Marathon is an American fuel company whose operations include oil refining. It decided to sell Speedway as part of a restructuring plan.
“The close of the Speedway transaction marks a significant milestone in our ongoing commitment to strengthen the competitive position of our portfolio,” said Marathon CFO Maryann Mannen.
After paying taxes tied to the transaction, Marathon will retain $16.5 billion in cash. It plans to use up to $7.1 billion to fund stock repurchase. Including the $2.9 billion still remaining from the previous repurchase plan, the company is now set to buy back up to $10 billion of its stock.
It plans to start with a cash tender offer to repurchase $4 billion of the stock, or 10% of the current market capitalization.

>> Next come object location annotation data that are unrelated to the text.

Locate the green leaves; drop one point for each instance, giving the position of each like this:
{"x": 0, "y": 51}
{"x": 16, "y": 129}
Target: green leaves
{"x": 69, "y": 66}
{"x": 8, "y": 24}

The cash tender offer, which the company intends to commence in the coming days, aims to repurchase shares at a price of between $56 and $63. Once that is completed, Marathon plans to spend the remaining amount over the next 12 – 18 months. (See Marathon Petroleum stock analysis on TipRanks)
In addition to the buyback, Marathon has earmarked $2.5 billion for long-term structural debt reduction.
After Marathon announced the closing of the Speedway sale and expanded the repurchase plan, Raymond James analyst Justin Jenkins assigned a Buy rating to the stock.
“We think this will position MPC to offer substantial upside to the cash return story over the next few years (both buybacks and possible dividend increases),” noted Jenkins.
Consensus among analysts on Wall Street is a Strong Buy based on 9 Buy ratings. The average analyst price target of $70.71 implies 17.69% upside potential over current levels.
MPC scores a 9 out of 10 on TipRanks’ Smart Score rating system, implying the stock is likely to outperform the market.